Member of the European Parliament Jan Huitema welcomed the results. “I am pleased that the European Parliament supports setting ambitious targets for 2030 and supports the goal of 100% zero-emission vehicles by 2035. This is the key to moving towards carbon neutrality by 2035. 2050,” he said.

Alex Keynes, director of the alliance’s clean car division, said the ban gives the auto industry policy certainty to boost production of electric models, helping to reduce their prices.

But the VDA, which lobbies for Germany’s auto industry, criticized the vote and said the European Parliament had failed to consider the lack of electric vehicle charging station infrastructure in Europe.
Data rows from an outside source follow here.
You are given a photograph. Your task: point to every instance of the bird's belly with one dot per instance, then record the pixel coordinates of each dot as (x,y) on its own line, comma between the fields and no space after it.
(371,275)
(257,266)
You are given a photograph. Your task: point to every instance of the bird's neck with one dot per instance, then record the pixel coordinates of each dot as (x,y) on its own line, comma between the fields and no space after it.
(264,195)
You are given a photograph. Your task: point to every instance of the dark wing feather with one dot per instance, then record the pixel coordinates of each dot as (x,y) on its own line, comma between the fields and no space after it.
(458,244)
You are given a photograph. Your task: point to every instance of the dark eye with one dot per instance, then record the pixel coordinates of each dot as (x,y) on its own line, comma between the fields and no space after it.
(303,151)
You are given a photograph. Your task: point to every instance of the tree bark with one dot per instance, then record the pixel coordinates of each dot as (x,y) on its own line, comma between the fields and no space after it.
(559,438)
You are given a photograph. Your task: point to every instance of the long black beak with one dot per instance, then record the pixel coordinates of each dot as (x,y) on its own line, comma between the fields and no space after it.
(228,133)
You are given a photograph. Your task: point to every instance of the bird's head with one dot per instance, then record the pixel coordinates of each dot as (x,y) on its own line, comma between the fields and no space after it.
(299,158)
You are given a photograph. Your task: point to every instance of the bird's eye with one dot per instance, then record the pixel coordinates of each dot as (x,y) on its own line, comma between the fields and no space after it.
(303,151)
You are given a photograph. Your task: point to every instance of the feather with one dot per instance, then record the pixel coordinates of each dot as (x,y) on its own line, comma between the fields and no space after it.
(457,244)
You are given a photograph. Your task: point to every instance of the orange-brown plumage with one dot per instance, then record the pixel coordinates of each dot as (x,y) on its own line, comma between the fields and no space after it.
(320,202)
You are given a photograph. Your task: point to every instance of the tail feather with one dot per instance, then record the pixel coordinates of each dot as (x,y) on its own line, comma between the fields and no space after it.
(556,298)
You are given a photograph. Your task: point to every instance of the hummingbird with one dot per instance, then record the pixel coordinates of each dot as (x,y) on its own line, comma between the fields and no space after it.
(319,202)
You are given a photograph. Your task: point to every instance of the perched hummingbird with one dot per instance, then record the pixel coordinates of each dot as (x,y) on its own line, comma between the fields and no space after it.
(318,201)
The VDA also criticized the vote as “a decision against innovation and technology”, referring to European lawmakers’ rejection of a demand from the auto industry to allow cars to run on synthetic materials. (made from CO .)2 captured from the atmosphere and hydrogen produced from renewable sources), are exempt from the ban on the sale of internal combustion engine vehicles.

According to economic experts, the ban on all petrol and diesel cars from 2035 will force European car manufacturers to make revolutions in the field of electric car manufacturing. These are major changes in the economic models of countries, because the European auto industry employs tens of millions of workers directly and indirectly in countries, along with thousands of sub-industries. aid.

However, many experts also believe that this decision of the European Parliament is not surprising because the trend of using electric vehicles has grown very strongly in Europe in the past few years. Only in the first 5 months of 2022, there were over 365 thousand electric cars registered in Western European countries, accounting for 8% of the total number of cars in circulation and equivalent to the sales of the whole of 2019.

Governments of EU member states will need to make their decision on the ban in the coming weeks or months before a final deal is approved. If ratified by EU member states, the 2035 deadline to ban the sale of petrol and diesel cars will be especially difficult for German carmakers, which have a predominance of powerful vehicles and expensive internal combustion engine, while lagging behind foreign competitors in the field of electric vehicles.